A dental extraction is the removal of a tooth from the mouth. Extractions are performed for a wide variety of reasons, including tooth decay that has destroyed enough tooth structure to render the tooth non-restorable. Extractions of impacted or problematic wisdom teeth are routinely performed, as are extractions of some permanent teeth to make space for orthodontic treatment.
The most common reason for extraction is tooth damage due to breakage or decay. There are additional reasons for tooth extraction:
- Severe tooth decay or infection (acute or chronic alveolar abscess). Despite the reduction in worldwide prevalence of dental caries, still it is the most common reason for extraction of (non-third molar) teeth with up to two thirds of extractions.
- Severe gum disease which may affect the supporting tissues and bone structures of teeth.
- In preparation for orthodontic treatment (braces)
- Teeth which cannot be restored endodontically
- Fractured teeth
- Supenumerary, supplementary or malformed teeth
- Prosthetics; teeth detrimental to the fit or appearance of dentures
- Insufficient space for wisdom teeth (impacted third molars)
- Cosmetic; teeth of poor appearance, unsuitable for restoration
- Reduced cost compared to other treatments
Extractions are often categorized as "simple" or "surgical"
Simple extractions are performed on teeth that are visible in the mouth, usually under local anaesthetic, and require only the use of instruments to elevate and/or grasp the visible portion of the tooth.

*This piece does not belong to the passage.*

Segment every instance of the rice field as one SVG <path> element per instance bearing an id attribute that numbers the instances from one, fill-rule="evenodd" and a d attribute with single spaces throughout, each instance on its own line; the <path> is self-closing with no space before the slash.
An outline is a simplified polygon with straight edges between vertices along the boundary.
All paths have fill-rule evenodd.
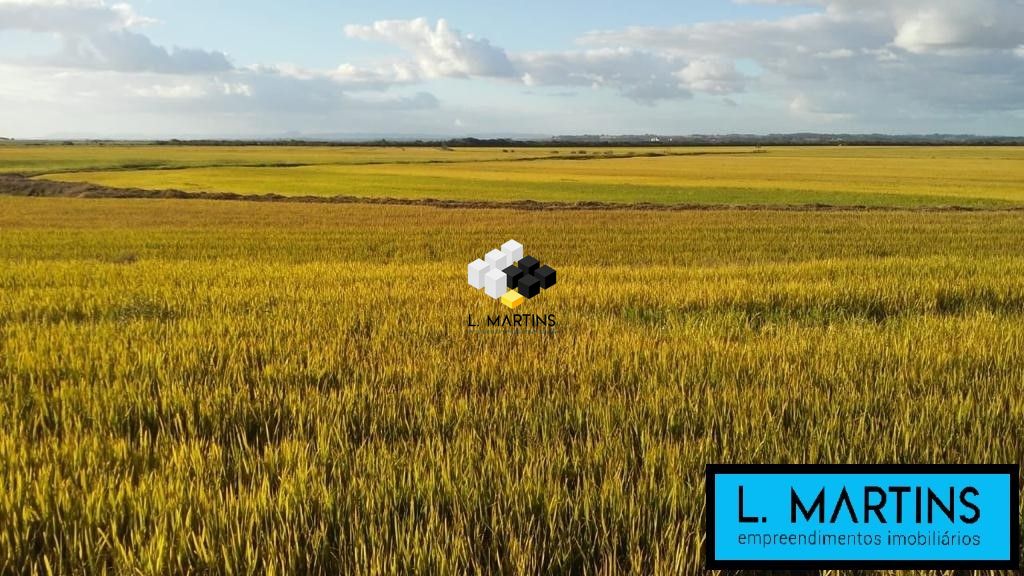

Typically the tooth is lifted using an elevator, and using dental forceps, rocked back and forth until the periodontal ligament has been sufficiently broken and the supporting alveolar bone has been adequately widened to make the tooth loose enough to remove. Typically, when teeth are removed with forceps, slow, steady pressure is applied with controlled force.
Surgical extractions involve the removal of teeth that cannot be easily accessed, either because they have broken under the gum line or because they have not erupted fully. Surgical extractions almost always require an incision. In a surgical extraction the doctor may elevate the soft tissues covering the tooth and bone and may also remove some of the overlying and/or surrounding jawbone tissue with a drill or osteotome. Frequently, the tooth may be split into multiple pieces to facilitate its removal. Surgical extractions are usually performed under a general anaesthetic.
Following extraction of a tooth, a blood clot forms in the socket, usually within an hour. Bleeding is common in this first hour, but its likelihood decreases quickly as time passes, and bleeding has usually stopped after 24 hours.
When drinking, make sure you do not use a straw. The sucking motion can loosen your sutures and slow the clotting process. The same goes for smoking. If you have prolonged pain, bleeding, irritation, or don't feel that the extraction site is healing properly call your dentist for a follow up.